Un archevêque italien propose que des femmes « co-président » la messe selon le Novus Ordo
Cette proposition figure dans un discours publié le 24 mai dans le bulletin diocésain, prononcé lors d’une conférence organisée par le Centro Italiano Femminile à Carpi.
Monseigneur Castellucci est vice-président de la Conférence épiscopale italienne et président du Comité national pour le Synode italien.

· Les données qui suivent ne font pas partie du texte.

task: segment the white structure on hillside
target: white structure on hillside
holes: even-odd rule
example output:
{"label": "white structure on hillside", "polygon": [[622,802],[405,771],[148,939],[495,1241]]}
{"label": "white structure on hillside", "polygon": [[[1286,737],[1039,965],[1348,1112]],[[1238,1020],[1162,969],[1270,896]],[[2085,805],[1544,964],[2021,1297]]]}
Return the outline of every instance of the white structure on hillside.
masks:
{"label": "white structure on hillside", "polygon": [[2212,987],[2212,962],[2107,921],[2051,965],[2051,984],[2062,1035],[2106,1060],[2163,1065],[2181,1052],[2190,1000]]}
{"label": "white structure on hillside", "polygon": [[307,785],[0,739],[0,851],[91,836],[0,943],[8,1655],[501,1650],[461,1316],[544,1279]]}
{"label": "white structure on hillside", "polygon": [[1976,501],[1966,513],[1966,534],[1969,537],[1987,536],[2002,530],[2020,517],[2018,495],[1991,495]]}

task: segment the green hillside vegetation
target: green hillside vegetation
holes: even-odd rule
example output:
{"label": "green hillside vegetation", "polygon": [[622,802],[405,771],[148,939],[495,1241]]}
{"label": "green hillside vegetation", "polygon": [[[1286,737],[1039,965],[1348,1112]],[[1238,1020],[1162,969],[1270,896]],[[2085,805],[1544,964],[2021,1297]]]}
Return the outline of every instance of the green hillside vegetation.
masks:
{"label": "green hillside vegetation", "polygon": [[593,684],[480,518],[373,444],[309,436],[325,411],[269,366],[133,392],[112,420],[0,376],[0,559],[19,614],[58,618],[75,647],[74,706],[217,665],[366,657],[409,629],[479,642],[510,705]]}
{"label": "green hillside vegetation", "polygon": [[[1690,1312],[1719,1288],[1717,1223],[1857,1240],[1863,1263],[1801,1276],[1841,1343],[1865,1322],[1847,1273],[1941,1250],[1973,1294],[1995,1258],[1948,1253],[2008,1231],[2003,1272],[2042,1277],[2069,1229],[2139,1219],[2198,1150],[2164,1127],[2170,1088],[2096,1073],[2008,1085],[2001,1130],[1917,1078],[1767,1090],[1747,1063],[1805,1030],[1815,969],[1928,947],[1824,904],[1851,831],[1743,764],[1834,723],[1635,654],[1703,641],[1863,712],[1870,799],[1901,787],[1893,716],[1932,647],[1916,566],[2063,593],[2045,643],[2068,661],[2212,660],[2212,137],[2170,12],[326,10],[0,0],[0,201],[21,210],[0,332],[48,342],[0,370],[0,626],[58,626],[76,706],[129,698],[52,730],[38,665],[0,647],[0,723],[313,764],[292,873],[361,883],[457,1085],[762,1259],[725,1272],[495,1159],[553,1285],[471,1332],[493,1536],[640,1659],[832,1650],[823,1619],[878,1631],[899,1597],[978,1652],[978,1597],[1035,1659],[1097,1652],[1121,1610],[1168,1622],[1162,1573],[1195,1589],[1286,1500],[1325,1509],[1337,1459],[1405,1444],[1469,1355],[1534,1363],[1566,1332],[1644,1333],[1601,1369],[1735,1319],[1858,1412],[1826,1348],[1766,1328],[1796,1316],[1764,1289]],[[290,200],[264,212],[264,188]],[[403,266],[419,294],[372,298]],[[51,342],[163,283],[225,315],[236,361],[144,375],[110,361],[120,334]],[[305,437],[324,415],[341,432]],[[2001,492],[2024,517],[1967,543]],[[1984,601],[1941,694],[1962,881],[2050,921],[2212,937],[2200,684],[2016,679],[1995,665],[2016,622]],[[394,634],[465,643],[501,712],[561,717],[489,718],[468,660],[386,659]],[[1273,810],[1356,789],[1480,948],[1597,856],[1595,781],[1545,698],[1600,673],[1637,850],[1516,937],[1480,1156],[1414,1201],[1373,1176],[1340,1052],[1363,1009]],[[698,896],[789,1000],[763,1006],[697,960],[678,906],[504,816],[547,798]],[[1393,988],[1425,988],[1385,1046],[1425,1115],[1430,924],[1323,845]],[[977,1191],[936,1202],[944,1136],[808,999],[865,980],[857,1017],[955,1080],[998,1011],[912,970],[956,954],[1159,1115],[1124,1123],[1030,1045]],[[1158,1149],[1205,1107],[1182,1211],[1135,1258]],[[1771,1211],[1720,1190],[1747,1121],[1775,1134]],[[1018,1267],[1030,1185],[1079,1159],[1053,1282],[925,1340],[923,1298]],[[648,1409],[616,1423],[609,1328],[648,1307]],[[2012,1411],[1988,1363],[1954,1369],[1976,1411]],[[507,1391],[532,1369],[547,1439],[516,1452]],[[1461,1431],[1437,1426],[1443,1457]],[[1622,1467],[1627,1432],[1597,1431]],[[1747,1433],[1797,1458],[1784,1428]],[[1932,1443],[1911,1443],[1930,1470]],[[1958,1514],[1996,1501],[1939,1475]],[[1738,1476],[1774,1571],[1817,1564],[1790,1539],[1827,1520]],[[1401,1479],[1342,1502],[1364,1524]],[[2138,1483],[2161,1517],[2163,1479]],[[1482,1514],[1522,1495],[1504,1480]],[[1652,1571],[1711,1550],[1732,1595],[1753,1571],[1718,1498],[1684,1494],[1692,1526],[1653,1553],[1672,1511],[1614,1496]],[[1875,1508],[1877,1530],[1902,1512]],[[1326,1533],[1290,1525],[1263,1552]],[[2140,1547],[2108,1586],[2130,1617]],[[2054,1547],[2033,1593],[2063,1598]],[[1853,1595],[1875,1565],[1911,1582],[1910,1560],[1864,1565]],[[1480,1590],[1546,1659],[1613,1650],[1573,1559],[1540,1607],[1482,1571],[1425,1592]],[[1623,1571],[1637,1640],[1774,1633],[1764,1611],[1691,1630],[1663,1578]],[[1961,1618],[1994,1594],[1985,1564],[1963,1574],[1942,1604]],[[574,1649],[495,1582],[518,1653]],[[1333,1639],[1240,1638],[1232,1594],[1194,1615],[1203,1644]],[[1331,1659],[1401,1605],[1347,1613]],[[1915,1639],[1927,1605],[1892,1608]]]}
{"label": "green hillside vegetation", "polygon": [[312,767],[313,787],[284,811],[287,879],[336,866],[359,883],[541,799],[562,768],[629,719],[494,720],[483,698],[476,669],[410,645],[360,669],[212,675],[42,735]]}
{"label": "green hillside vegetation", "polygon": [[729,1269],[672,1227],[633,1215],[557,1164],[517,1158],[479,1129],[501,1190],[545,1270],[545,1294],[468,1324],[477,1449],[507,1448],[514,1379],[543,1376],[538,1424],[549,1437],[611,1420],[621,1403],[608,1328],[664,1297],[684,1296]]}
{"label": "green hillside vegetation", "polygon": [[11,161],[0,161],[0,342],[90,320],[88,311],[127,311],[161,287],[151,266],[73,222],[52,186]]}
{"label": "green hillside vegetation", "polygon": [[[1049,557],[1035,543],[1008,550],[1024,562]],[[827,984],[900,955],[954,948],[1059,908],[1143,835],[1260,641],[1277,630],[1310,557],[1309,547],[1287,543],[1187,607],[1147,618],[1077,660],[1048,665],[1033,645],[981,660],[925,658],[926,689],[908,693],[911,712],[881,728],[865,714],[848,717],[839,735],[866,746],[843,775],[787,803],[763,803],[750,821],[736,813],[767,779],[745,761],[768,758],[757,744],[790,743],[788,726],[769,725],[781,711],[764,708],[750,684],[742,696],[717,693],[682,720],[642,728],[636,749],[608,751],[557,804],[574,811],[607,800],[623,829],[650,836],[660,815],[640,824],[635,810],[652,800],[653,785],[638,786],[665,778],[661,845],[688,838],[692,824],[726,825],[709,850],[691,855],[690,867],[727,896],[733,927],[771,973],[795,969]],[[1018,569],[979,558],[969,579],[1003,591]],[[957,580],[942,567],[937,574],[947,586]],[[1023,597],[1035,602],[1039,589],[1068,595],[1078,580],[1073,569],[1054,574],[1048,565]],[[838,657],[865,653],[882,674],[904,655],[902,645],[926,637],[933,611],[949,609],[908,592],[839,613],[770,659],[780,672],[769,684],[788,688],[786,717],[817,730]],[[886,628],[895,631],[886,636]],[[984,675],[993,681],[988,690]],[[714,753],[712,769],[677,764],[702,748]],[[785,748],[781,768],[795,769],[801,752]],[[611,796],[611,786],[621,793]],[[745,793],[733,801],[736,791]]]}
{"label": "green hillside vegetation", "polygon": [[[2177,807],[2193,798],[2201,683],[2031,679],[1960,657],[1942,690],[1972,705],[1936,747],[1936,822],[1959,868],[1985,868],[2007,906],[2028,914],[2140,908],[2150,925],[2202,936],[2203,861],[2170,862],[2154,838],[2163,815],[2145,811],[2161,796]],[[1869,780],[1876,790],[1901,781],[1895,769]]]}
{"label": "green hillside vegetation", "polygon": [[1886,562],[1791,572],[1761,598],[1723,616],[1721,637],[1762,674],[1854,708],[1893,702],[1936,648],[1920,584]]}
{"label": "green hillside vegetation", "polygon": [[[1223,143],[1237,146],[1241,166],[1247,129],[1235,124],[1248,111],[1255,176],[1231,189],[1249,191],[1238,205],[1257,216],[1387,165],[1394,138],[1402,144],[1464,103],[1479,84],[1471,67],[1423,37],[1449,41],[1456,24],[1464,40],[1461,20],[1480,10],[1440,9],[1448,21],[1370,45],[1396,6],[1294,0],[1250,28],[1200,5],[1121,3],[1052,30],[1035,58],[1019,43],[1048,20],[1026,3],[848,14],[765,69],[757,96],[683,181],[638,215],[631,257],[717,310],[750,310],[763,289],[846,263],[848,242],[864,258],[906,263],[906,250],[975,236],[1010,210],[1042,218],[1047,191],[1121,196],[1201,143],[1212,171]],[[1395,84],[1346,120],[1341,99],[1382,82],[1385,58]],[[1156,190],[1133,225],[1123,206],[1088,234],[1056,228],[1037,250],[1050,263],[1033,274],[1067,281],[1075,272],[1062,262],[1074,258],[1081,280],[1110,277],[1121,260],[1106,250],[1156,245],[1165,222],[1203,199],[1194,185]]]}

Il a suggéré que les femmes puissent prendre en charge la première partie de l’Eucharistie, en proclamant la Résurrection « comme Marie-Madeleine l’a fait auprès des apôtres ». Cela permettrait de contourner « l’impasse » concernant l’ordination des femmes tout en respectant l’enseignement de l’Église selon lequel seul un prêtre peut consacrer.
Mgr Castellucci a également appelé à élargir la gouvernance partagée au sein de l’Église, en proposant que les recommandations des conseils consultatifs deviennent contraignantes à l’issue d’un processus de « recherche de consensus », et en encourageant la formation d’équipes de direction laïques.
Le site Messainlatino.it a réagi le 30 juin, faisant valoir que ces propositions sont incompatibles avec la doctrine catholique sur le sacerdoce, l’unité du sacrifice eucharistique et la constitution hiérarchique de l’Église voulue par le Christ.
Ce n’est pas la première controverse impliquant l’archevêque Castellucci. En 2024, il avait défendu l’exposition homosexuelle et blasphématoire « Gratia Plena » à Carpi face aux protestations des catholiques. L’un des tableaux représentait un personnage masculin, Longinus, penché sur le corps du Christ d’une manière que de nombreux spectateurs ont interprétée comme homoérotique.
Il est considéré comme un successeur probable de l’archevêque Mario Delpini de Milan, ce qui s’inscrirait dans la lignée des nominations épiscopales de Léon XIV.